Engineered Helical Piers

Watch as Adrian and Brett from Techno Metal Post explain how engineered helical piers can replace concrete footings in your deck and landscape projects.

 

So today we’re setting the footings for a fairly large deck that’s going to be going in this area and what we use are engineered helical piers. And to talk about that particular type of footing I’ve got Brett from Techno Metal Post.

Well I think the key part that you mention is it’s an engineered system, so it’s a foundation system that relies on more than just the heavy concrete to support the load. It’s actually going to go and measure the quality of the soil and and as it’s drilling down it’s deciding where it has to end up putting that footing — four feet below grade or deeper so that it can then support the load that it’s designed to carry.

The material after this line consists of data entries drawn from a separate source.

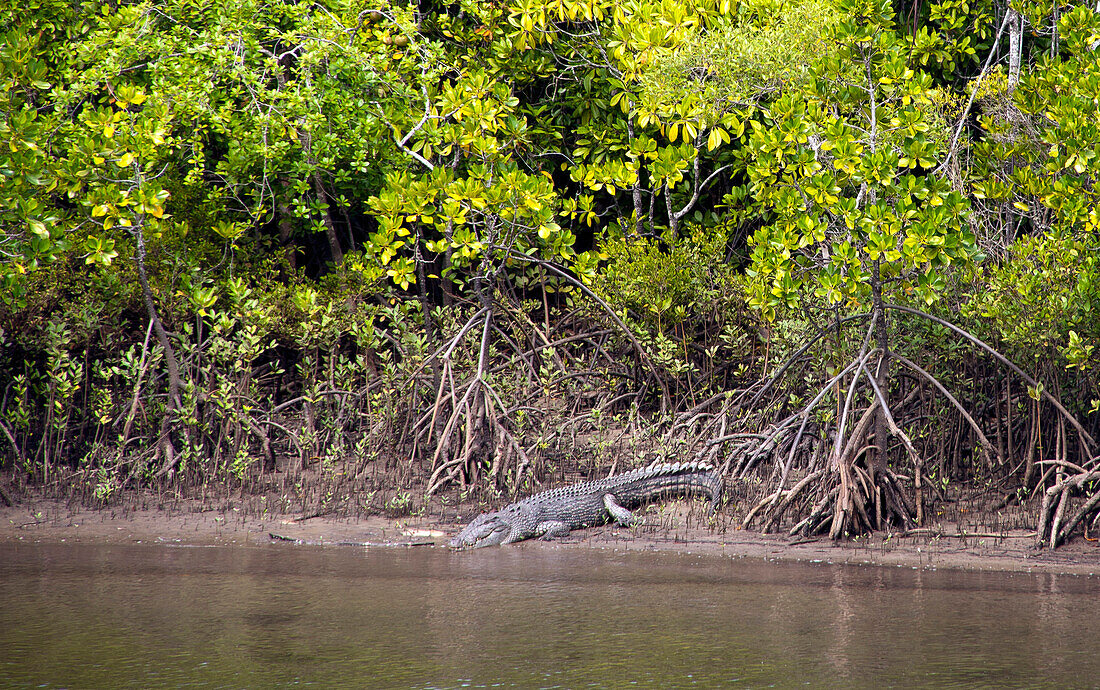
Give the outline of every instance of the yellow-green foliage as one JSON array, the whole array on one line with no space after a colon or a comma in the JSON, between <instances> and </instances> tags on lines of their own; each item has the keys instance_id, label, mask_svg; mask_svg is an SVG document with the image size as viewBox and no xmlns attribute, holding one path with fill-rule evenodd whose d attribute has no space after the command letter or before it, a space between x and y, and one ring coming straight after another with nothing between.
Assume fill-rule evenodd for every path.
<instances>
[{"instance_id":1,"label":"yellow-green foliage","mask_svg":"<svg viewBox=\"0 0 1100 690\"><path fill-rule=\"evenodd\" d=\"M804 80L839 18L834 0L748 0L700 31L642 76L649 97L675 102L685 91L706 102L752 102Z\"/></svg>"},{"instance_id":2,"label":"yellow-green foliage","mask_svg":"<svg viewBox=\"0 0 1100 690\"><path fill-rule=\"evenodd\" d=\"M671 243L605 239L601 251L607 263L594 287L616 309L658 332L686 320L721 320L729 299L741 295L725 245L725 233L712 229L696 229Z\"/></svg>"}]
</instances>

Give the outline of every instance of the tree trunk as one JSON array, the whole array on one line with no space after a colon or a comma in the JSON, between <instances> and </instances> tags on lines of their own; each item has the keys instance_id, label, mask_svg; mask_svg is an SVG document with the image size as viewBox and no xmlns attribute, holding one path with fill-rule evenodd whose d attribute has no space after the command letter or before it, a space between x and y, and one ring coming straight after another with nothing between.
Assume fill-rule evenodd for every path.
<instances>
[{"instance_id":1,"label":"tree trunk","mask_svg":"<svg viewBox=\"0 0 1100 690\"><path fill-rule=\"evenodd\" d=\"M134 259L138 264L138 281L141 283L141 292L142 297L144 297L145 300L145 309L148 311L148 319L153 324L153 332L156 333L156 340L161 343L161 348L164 350L164 361L168 365L168 406L164 413L164 419L161 423L161 439L157 449L158 454L166 457L163 470L167 470L170 469L175 458L175 448L173 448L172 440L168 438L168 421L172 414L183 407L183 401L179 396L182 384L179 380L179 362L176 359L176 350L172 347L172 340L168 339L168 331L165 330L164 324L161 322L161 317L156 311L156 303L153 299L153 291L148 286L148 274L145 271L145 233L142 230L144 221L144 215L139 215L138 222L134 223L131 232L133 233L134 241L136 242Z\"/></svg>"}]
</instances>

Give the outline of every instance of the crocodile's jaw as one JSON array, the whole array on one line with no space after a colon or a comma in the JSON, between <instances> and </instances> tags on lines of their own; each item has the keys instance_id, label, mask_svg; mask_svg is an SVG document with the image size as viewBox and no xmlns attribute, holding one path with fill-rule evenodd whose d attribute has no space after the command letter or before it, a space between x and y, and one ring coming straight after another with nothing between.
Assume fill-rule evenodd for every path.
<instances>
[{"instance_id":1,"label":"crocodile's jaw","mask_svg":"<svg viewBox=\"0 0 1100 690\"><path fill-rule=\"evenodd\" d=\"M501 517L499 513L488 513L466 525L466 528L454 535L451 546L460 549L479 549L486 546L503 544L512 534L512 523Z\"/></svg>"}]
</instances>

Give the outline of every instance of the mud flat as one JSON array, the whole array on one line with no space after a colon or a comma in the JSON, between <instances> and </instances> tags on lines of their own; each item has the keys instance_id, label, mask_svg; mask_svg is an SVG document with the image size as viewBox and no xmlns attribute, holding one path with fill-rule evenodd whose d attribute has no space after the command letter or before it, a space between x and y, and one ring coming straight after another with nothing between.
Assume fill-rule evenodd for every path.
<instances>
[{"instance_id":1,"label":"mud flat","mask_svg":"<svg viewBox=\"0 0 1100 690\"><path fill-rule=\"evenodd\" d=\"M258 546L311 544L332 548L446 548L448 537L477 508L449 508L437 515L384 516L265 515L197 502L164 507L74 507L40 500L0 507L0 541L75 544L184 544ZM604 526L574 532L550 543L525 541L502 548L607 549L711 555L810 562L920 569L1052 572L1100 576L1100 543L1078 537L1056 550L1035 547L1025 529L986 532L974 525L934 527L833 543L782 534L736 529L733 518L698 524L683 505L647 513L646 524L625 529Z\"/></svg>"}]
</instances>

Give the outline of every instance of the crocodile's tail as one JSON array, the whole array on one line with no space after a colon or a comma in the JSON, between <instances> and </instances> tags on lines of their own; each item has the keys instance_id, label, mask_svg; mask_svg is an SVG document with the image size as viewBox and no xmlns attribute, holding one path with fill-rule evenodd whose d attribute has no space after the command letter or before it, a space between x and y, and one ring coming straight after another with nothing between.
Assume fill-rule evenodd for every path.
<instances>
[{"instance_id":1,"label":"crocodile's tail","mask_svg":"<svg viewBox=\"0 0 1100 690\"><path fill-rule=\"evenodd\" d=\"M710 499L712 515L725 491L722 471L707 462L654 462L614 479L627 480L627 493L639 503L659 496L703 494Z\"/></svg>"}]
</instances>

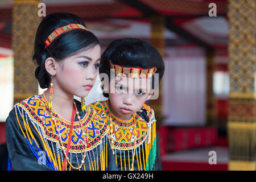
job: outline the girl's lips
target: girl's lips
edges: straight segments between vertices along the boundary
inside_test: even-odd
[[[126,107],[122,107],[120,108],[121,110],[122,113],[123,113],[124,114],[129,114],[131,113],[131,110],[130,110],[129,108],[126,108]]]
[[[88,84],[84,86],[84,87],[85,88],[85,90],[90,90],[92,87],[92,85]]]

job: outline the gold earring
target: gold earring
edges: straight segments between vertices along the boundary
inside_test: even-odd
[[[82,107],[82,111],[84,113],[86,111],[86,105],[85,105],[85,98],[81,98],[81,107]]]
[[[52,95],[53,94],[53,92],[52,90],[52,86],[53,86],[53,83],[52,82],[52,77],[51,77],[51,82],[50,84],[51,88],[49,90],[49,109],[52,109]]]

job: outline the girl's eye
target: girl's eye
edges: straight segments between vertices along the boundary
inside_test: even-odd
[[[89,62],[88,61],[83,61],[80,63],[82,67],[86,67],[88,66]]]
[[[94,67],[94,68],[96,68],[96,69],[100,68],[100,67],[101,67],[101,63],[95,64]]]
[[[118,86],[118,89],[119,89],[120,91],[123,91],[123,86],[122,86],[122,85]]]
[[[145,93],[142,92],[142,90],[139,90],[139,91],[136,92],[135,94],[138,96],[141,96],[142,94],[144,94]]]
[[[122,85],[117,86],[117,89],[119,92],[123,92],[125,89],[123,88]]]

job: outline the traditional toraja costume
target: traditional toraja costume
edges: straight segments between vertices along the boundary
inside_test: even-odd
[[[156,68],[127,68],[113,64],[110,69],[120,77],[150,78]],[[108,140],[119,170],[162,170],[156,140],[154,110],[146,104],[128,121],[116,117],[110,111],[109,100],[91,104],[109,127]]]
[[[58,28],[45,42],[45,48],[58,36],[82,25]],[[14,105],[6,119],[9,169],[117,170],[107,137],[108,125],[92,107],[73,101],[71,121],[52,108],[52,79],[48,103],[36,95]]]
[[[87,106],[86,112],[82,112],[80,102],[74,101],[79,114],[74,117],[73,123],[52,110],[55,125],[47,103],[39,95],[14,106],[6,123],[9,164],[12,164],[9,169],[75,169],[66,162],[65,151],[73,167],[82,164],[81,170],[117,170],[109,163],[114,158],[107,138],[106,122],[92,107]]]
[[[141,113],[124,121],[111,113],[108,102],[98,101],[90,105],[108,122],[108,140],[119,170],[162,170],[153,110],[144,104]]]

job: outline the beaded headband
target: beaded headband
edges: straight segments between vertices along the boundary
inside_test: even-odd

It’s a system that relies on measuring the quality of the soil which you can’t do with concrete. How do you decide whether the footing is going to go in four feet or six feet or seven feet? How do you determine that?

Well the soil is going to determine that for us. We know that the soil has a bearing capacity but our machines are all proprietary and are designed to measure that quality to measure the the soil as it’s drilling down and our machines have been tested at sixty test sites across the world to decide which types of soil we can do and we can drill in any type of soil and get the proper bearing that’s required to carry those loads, even loads that are higher than a traditional deck load, a roof load, etcetera.

The existing building code says that as long as that concrete pier goes four feet below grade in a certain diameter that it satisfies code but that doesn’t always work does it in every application?

No, and you’ve probably seen it in your practice and we’ve seen in ours where the concrete is actually heavy and actually adds an additional load to the soil as well and sometimes it will settle or even heave and move depending on the type of soil so we have to do something to combat that.

The machine that can actually measure the resistance through its torque as to when that post can carry the load it’s designed to carry and that’s what’s going to determine whether that soil has to be drilled six feet into that soil, four feet into that soil, or even ten or twenty feet into the soil.

So Brett I see you’ve got one of these green sleeves in your hand and what’s the purpose of these green sleeves? Why can’t you just put this right down into the ground?

Well, the green sleeve is an added measure against frost heave so we put the sleeve over top of the post. If the frost grabs anything it’s going to move the sleeve up and down on the post, so it’s an added protection against frost.

There are pressure gauges on the machine which the operator will watch and he’ll be reporting. He’s required to get a certain pressure that then tells him that yes, now that’s the pressure that’s required to set that post at the depth that’s appropriate but we still have to go about four feet minimum because the frost can go down that far and that’s what the building code tells us and we do satisfy all the requirements of the building building code in Ontario.